Entrevistas foram conduzidas com pacientes em DP, obtendo-se as suas narrativas sobre como vivem essa experiência. O método fenomenológico, inspirado na fenomenologia hermenêutica de Paul Ricouer(15), foi utilizado para interpretar as narrativas, consideradas como textos. O método desenvolveu-se em três fases: a leitura ingênua, a análise estrutural e a interpretação reflexiva do texto. Esses procedimentos constituíram um movimento dialético entre o todo e as partes do texto, e entre a narrativa e a compreensão da mesma(16). O foco da análise dos textos não foi o que os textos diziam, mas aquilo que o participante disse sobre o significado essencial da sua experiência. Primeiramente, a leitura ingênua foi feita em todas as narrativas, como um todo, para se obter uma primeira visão dos participantes sobre a sua experiência. A leitura ingênua apontou a direção que a análise estrutural tomaria. No segundo momento, a análise estrutural foi desenvolvida: ela representa a instância metodológica da interpretação da experiência vivida pelos participantes. Os textos foram divididos em unidades de significado (sentença ou parte de sentenças que responderam à questão do estudo). Essas unidades de significado foram analisadas considerando-se a compreensão ingênua, para validar a análise estrutural; a seguir, buscaram-se as convergências de todas as unidades de significado das narrativas, que foram agrupadas em temas essenciais, descrevendo-se a experiência vivida. No terceiro momento, a interpretação reflexiva das narrativas foi desenvolvida, levando-se em conta a compreensão inicial dos autores, a compreensão ingênua e a análise estrutural. A interpretação reflexiva, como um todo, foi analisada no contexto da literatura existente sobre o tema em estudo.
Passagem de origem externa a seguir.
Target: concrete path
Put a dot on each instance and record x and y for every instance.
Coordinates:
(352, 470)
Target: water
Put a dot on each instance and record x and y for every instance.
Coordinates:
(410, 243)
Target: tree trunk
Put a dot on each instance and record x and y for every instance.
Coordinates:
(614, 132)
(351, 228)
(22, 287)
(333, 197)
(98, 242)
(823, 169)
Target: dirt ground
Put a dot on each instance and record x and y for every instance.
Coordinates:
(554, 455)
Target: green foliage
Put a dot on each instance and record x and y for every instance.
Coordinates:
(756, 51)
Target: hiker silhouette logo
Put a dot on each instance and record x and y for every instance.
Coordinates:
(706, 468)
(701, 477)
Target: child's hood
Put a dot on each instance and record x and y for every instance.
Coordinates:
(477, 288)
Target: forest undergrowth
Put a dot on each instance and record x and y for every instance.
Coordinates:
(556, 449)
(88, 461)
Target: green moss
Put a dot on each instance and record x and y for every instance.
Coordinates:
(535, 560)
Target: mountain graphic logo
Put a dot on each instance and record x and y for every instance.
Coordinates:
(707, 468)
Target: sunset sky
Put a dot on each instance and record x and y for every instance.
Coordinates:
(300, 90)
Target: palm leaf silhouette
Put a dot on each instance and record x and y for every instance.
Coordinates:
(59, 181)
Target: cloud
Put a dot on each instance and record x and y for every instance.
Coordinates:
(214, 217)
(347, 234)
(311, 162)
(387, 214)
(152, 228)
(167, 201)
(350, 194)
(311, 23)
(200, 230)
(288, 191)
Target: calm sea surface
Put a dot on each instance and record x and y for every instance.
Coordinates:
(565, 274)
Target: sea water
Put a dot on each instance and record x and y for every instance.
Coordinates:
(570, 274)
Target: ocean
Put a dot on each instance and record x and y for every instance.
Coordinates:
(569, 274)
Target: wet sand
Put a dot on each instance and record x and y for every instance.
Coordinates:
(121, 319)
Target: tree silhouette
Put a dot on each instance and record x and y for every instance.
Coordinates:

Participantes e contexto do estudo

Os participantes foram: 8 homens e 11 mulheres, entre 22 e 77 anos (idade média de 46 anos); 14 casados, 2 solteiros e 3 viúvos; 7 independentes nos procedimentos de diálise, 12 dependentes da ajuda dos familiares. Sobre formação escolar, 2 participantes têm formação universitária, 6 escolaridade média, 2 segundo grau incompleto, 4 educação básica completa e 3 incompleta; 2 são analfabetos. Entre os participantes: 3 trabalham, 4 são aposentados, 4 são donas de casa e 8 são aposentados. O pré-requisito para a seleção dos participantes foi que estivessem em DP num tempo mínimo de 6 meses. A pesquisa foi desenvolvida na unidade de hemodiálise de um hospital público universitário brasileiro.

Os dados foram coletados durante visitas domiciliares de rotina. As entrevistas tiveram duração entre 30 e 60 minutos, foram gravadas e depois transcritas por meio de processo verbatim. Uma pergunta aberta foi utilizada para encorajar a narrativa: conte sobre a experiência que tem vivido fazendo DP.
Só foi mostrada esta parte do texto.